You might question why the people who are whipping up your frenzy either don't know the distinction, or are confusing you on purpose. And the distinction is far more than "technical"; it is the difference between a gun that is legal everywhere in the US, and one that is a serious Federal felony to possess without very difficult to acquire paperwork in most states and completely illegal in California.
The first Assault Rifle was invented in the 1940's by Germany, and the most successful rifle design in history, the AK47, was 1947. Since machine guns were banned for civilians in California in 1934, no assault rifle has ever been sold in California to civilians. A technical difference that is worth about 20 years in jail.
"What are their legitimate civilian, urban uses? They don't have any"
What about civilian and rural? I live on a couple acres in an area with wildcats and coyotes, a mile down a dirt road, and calling 911 might see a delay of an hour even if they aren't on a call; they might be 50 miles away.
Target shooting is a popular and "legitimate use". And, once in SoCal, I had a .223 rifle loaded and nearby while I called the police and witnessed them respond to a vehicle burglary in front of a neighbor's house.
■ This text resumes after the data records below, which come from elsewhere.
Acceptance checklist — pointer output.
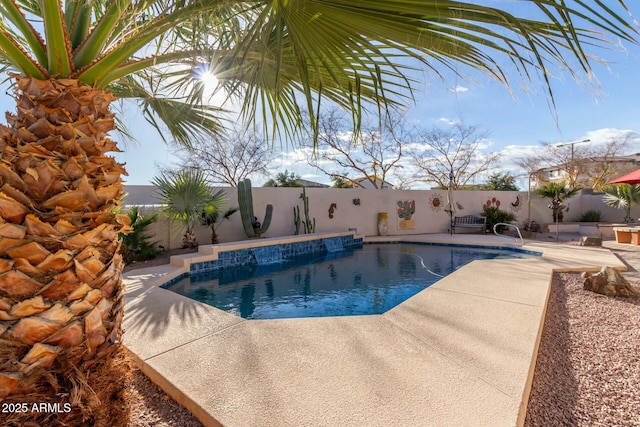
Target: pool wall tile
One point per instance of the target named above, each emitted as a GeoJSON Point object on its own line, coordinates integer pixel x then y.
{"type": "Point", "coordinates": [267, 254]}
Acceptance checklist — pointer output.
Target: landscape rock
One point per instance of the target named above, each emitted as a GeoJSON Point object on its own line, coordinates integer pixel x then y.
{"type": "Point", "coordinates": [609, 281]}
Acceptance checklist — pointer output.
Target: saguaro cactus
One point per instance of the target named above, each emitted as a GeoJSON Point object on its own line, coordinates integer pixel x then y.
{"type": "Point", "coordinates": [250, 222]}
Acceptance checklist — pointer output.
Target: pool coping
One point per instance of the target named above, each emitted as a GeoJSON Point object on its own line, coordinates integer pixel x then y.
{"type": "Point", "coordinates": [460, 352]}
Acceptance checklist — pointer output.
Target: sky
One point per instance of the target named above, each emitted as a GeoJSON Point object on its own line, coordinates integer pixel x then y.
{"type": "Point", "coordinates": [517, 121]}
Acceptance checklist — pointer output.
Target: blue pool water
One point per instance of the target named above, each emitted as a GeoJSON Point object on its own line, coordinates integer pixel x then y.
{"type": "Point", "coordinates": [344, 282]}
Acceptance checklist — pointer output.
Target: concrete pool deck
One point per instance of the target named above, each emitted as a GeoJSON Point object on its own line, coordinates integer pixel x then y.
{"type": "Point", "coordinates": [461, 352]}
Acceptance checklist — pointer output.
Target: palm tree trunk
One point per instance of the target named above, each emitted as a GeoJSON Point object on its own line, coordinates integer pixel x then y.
{"type": "Point", "coordinates": [61, 294]}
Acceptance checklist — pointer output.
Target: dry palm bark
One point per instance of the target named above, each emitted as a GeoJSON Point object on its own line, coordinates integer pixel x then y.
{"type": "Point", "coordinates": [61, 295]}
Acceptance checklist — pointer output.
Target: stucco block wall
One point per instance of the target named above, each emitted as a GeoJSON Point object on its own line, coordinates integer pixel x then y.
{"type": "Point", "coordinates": [429, 216]}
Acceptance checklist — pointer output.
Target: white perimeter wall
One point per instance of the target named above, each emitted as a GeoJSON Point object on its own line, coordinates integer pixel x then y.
{"type": "Point", "coordinates": [428, 218]}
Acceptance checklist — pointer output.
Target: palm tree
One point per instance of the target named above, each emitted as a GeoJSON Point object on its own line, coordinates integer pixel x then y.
{"type": "Point", "coordinates": [60, 282]}
{"type": "Point", "coordinates": [558, 192]}
{"type": "Point", "coordinates": [185, 195]}
{"type": "Point", "coordinates": [622, 196]}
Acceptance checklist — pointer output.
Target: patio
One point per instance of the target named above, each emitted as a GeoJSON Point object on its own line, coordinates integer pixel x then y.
{"type": "Point", "coordinates": [461, 352]}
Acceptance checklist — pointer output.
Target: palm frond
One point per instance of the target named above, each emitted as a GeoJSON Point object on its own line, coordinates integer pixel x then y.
{"type": "Point", "coordinates": [184, 120]}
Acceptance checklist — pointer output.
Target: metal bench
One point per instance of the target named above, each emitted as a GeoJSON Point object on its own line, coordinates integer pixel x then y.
{"type": "Point", "coordinates": [470, 221]}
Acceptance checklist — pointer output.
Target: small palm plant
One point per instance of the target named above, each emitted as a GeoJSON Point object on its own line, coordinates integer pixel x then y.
{"type": "Point", "coordinates": [495, 216]}
{"type": "Point", "coordinates": [212, 214]}
{"type": "Point", "coordinates": [137, 245]}
{"type": "Point", "coordinates": [622, 196]}
{"type": "Point", "coordinates": [558, 192]}
{"type": "Point", "coordinates": [185, 194]}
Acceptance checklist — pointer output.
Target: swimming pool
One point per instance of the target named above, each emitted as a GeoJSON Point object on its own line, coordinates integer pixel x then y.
{"type": "Point", "coordinates": [370, 280]}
When I told an investigating officer (the gun safely in the house by then) that I'd been watching the perps the whole time, he just smiled and put his book away. Never had to go to court, either; they were caught red handed.
Hunting is another valid use, although the .223 is generally considered too small for deer or anything larger. It just isn't the powerful cartridge that DiFi makes it out to be.
Then there's self defense. Remember those Korean-American shopkeepers protecting their livelihood when the LAPD abandoned their neighborhood during the last riots? The Times also reported folks living in the hills above the westside bringing out all sorts of interesting guns when they blocked off their streets to keep the threatened attacks at bay; one memorable thought was from a left-liberal resident who told the reporter that, when the revolution came, he always imagined he'd be on the other side of the barricades.
Finally, Doug, how many infringements can there be before the right to own and use guns really is infringed?